Hacker News new | ask | show | jobs
by osmarks 446 days ago
You could just run a local LLM over every document and ask it "is this related to this query". I don't think you actually want to wait a week (and holding all the documents you might ever want to search would run to petabytes).

(the reasonable way is embedding search, which runs much faster with some precomputation, but you still have to store things)

2 comments

A better way would be to ask the LLM to generate keywords (or queries). And then use old school techniques to find a set of documents, and then filter those using another LLM.
How is that better than embeddings? You’re using embeddings to get a finite list of keywords, throwing out the extra benefits of embeddings (support for every human language, for instance), using a conventional index, and then going back to embeddings space for the final LLM?
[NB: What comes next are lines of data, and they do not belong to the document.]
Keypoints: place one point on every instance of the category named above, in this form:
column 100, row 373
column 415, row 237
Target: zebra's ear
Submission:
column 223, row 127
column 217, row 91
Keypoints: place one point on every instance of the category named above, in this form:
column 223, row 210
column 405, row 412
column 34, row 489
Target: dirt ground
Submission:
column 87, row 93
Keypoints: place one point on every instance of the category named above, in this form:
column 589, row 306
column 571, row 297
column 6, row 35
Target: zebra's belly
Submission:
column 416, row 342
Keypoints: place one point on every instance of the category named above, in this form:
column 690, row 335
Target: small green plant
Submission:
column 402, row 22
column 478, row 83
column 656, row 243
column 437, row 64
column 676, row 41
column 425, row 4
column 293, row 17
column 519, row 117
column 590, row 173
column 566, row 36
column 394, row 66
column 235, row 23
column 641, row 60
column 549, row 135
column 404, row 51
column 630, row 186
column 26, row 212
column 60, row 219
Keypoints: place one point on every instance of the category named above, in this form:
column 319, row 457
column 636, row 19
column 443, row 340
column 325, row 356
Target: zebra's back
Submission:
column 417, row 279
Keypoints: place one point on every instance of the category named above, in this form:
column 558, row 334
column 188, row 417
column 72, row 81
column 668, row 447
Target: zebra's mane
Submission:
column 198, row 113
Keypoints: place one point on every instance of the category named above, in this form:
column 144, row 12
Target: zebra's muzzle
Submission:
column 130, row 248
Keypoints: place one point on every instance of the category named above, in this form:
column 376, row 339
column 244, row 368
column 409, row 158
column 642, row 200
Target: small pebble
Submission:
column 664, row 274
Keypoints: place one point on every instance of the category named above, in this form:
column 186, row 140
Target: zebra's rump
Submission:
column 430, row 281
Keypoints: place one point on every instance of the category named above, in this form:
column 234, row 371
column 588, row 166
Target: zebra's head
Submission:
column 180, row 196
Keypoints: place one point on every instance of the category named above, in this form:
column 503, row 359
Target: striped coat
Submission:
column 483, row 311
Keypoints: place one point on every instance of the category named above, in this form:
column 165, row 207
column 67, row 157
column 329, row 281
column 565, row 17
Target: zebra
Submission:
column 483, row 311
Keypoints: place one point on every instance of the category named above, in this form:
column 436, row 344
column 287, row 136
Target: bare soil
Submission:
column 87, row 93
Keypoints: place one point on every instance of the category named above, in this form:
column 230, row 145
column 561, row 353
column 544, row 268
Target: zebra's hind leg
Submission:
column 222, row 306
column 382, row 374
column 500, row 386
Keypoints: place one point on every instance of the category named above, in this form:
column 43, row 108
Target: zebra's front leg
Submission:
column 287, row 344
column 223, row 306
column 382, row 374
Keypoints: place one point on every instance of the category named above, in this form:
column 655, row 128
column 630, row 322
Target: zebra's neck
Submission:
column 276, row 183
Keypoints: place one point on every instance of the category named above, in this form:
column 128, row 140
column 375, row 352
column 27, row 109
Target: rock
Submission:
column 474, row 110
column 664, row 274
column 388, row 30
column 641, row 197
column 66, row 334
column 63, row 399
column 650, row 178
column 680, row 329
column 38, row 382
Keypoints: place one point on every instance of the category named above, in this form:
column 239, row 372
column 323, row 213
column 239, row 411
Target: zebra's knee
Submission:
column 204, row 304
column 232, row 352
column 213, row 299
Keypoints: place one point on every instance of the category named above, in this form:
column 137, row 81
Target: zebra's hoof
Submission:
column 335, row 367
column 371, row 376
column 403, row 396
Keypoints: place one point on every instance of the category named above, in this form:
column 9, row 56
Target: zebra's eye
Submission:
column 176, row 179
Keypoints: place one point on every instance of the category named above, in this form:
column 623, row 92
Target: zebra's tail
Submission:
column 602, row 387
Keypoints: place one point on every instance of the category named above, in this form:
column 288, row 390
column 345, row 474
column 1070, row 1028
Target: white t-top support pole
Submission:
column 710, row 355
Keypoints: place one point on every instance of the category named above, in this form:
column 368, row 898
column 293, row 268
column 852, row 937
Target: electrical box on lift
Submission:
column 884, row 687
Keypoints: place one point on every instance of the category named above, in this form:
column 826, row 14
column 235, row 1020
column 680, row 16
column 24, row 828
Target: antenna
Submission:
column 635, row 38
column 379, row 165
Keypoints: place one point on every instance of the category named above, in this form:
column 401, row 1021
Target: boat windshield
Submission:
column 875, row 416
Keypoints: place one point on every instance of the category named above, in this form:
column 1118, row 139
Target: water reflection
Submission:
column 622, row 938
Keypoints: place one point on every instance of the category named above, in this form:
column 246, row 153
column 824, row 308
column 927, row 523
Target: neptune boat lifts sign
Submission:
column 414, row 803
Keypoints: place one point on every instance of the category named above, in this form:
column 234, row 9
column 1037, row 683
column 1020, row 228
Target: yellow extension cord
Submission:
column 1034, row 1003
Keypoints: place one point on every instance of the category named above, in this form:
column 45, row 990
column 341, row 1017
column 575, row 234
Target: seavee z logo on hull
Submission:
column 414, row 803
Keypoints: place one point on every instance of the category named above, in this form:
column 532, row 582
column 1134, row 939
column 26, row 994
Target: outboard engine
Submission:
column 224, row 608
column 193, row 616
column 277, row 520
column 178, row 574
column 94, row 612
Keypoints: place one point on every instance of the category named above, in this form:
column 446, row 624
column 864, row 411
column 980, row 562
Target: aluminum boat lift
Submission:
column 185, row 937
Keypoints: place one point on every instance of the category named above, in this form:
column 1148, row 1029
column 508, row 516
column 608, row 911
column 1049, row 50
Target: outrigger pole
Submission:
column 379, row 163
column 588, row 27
That whole thing can be simplified to: compute and store embeddings for docs, compute embeddings for query, find most similar docs.

Yes, you can do the "old school search" part with embeddings.
Ah, I had interpreted “old school search” to mean classic text indexing and Boolean style search. I’d argue that if it’s using embeddings and cosine similarity, it’s not old school. But that’s just semantics.
The entire library of Congress is like 10TB. You don’t need anything near petabytes until you get out of text into rich media.
Common Crawl is petabytes. Anna's Archive is about a petabyte, but it includes PDFs with images.